In 1988, German power metal powder keg, Helloween, delivered an intricate yet vitriolic assessment of modern bourgeois culture with the video interpretation of “I Want Out.” Inspired by Rousseau and other 18th Century political theorists, this articulate creation denounces virtue as a synthetic trait born from society whilst addressing the acute awareness of, and regard for, oneself in relation to others as a deeply detrimental psychological deformation. There is also a watermelon. Let us view this theatrical masterpiece together and achieve enlightenment.
There seems to be an excessive amount of waiters meandering about an empty restaurant. And if they aren’t catering to the feather-haired gentleman in the aquamarine jacket, what the hell are they doing? This place is overstaffed and the manager needs to punch someone’s timecard post haste. The dude at the table is obviously hungry. He opens his mouth and exposes a long, barren hallway; a gateway to his soul perhaps. I hope you’re ready for a wild ride ‘cause there ain’t no turning back!
Nothing like singing while you’re being stuffed into a creepy wooden coffin. He’s probably not that concerned, however, as there is no dirt in sight—nor is there a jackhammer to pierce the abandoned warehouse’s concrete floors—and it does not appear to be an airtight receptacle. I believe a third grader with a learning disability constructed that thing in the shed out yonder. Seriously, once these bullies leave, he could punch through those rickety old planks and run like the dickens.
Okay, in which socket is this guy plugging his electric pink Flying V amongst the desert ruins?
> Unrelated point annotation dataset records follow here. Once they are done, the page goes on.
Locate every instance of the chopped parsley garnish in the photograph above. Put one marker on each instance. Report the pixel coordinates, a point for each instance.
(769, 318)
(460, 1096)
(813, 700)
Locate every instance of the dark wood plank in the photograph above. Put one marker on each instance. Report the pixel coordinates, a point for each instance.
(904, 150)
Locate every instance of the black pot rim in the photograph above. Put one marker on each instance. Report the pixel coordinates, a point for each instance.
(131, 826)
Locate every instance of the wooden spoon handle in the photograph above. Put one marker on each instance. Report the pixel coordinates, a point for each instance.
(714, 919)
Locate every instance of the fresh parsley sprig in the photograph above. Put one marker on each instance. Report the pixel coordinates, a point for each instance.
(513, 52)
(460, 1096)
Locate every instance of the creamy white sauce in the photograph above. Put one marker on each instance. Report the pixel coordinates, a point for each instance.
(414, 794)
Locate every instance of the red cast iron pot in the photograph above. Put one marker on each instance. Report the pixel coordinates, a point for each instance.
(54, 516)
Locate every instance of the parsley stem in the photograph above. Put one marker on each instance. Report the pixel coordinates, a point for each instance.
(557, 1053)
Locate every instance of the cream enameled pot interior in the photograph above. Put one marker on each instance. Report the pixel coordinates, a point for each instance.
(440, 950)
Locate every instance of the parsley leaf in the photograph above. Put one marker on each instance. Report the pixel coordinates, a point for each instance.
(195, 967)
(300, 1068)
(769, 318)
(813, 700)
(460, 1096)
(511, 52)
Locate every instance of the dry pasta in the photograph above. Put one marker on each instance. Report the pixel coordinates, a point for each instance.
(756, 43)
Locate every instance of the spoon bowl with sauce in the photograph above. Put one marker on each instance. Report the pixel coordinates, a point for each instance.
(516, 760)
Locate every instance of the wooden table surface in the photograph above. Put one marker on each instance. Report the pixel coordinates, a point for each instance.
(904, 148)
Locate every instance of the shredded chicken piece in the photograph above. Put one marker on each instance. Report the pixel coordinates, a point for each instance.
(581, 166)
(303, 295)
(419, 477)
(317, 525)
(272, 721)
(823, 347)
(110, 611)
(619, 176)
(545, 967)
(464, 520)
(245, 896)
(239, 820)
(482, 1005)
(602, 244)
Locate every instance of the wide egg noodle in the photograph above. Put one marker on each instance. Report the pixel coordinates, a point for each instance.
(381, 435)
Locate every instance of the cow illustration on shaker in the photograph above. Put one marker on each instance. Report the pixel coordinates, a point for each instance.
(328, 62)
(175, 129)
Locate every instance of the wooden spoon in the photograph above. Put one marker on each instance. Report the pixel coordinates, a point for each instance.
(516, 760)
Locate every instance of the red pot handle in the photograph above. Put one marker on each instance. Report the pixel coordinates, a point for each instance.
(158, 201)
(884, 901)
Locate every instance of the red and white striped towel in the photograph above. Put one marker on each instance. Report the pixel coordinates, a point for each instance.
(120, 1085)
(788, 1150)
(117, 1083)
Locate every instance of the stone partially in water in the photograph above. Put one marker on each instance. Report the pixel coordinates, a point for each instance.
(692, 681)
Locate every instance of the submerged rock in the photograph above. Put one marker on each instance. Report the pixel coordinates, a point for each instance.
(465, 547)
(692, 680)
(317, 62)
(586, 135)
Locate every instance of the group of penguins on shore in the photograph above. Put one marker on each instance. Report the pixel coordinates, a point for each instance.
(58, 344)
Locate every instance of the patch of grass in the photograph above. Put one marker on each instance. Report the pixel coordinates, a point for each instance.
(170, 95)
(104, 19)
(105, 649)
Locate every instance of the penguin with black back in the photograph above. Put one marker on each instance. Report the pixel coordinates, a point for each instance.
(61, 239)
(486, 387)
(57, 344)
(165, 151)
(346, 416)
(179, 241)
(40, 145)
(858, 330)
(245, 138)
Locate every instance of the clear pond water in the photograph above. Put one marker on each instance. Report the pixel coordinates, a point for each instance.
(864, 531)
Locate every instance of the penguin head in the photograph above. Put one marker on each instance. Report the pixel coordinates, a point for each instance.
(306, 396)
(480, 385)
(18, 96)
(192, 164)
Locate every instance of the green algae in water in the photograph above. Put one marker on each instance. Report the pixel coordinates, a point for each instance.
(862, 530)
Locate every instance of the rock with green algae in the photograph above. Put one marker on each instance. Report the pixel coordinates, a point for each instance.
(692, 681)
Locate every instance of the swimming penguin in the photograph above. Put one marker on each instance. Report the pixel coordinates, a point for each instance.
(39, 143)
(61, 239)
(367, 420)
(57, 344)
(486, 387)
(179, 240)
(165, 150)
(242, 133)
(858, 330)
And is that a “Frankie Say Relax” shirt under his black trench coat?
0:49 — Yes, I do believe that was a watermelon flying across the screen.
They want out. They want to stick their heads out of the windows of moving cars like Labradors. They want to prance about the flatlands with red capes, jump out of the shallow ends of swimming pools, and stand in front of factories. They just want to live.
Reversing down the hallway. It’s all over. No, wait; we’re going back! Now the band members are circled around Kai Hansen, pushing and shoving him. Wasn’t trapping him in a casket enough? This guy must be a real prick. I told you he’d escape from that paltry piece of shit.
Up the esophagus again. He belches, dabs the corner of his mouth with a napkin, and—really? Again? The first two times blew my mind, don’t get me wrong, but isn’t this just a bit gratuitous?
Fans? Concert scene? What? Why?
3:13 — Yes, I do believe that guy is toting a vacuum cleaner. Look carefully. I thought it was a rubber snake at first, but it is in fact a vacuum.
I swear on all that is holy, if they do the trippy camerawork with the mouth and the hallway again… There’s the watermelon! It breaks! And so?
With those two simple words, Helloween invites the viewer to ponder the notion of a truth inside of the evolving self; a declaration of man's existence in which he defines himself and the world in his own subjectivity, wandering between choice, freedom, and existential angst, yet at the same time recognizing the absurdity of trying to find meaning in the universe. Well played. Kinda makes you want to eat Basmati rice and read The Myth of Sisyphus, doesn't it? Well played indeed.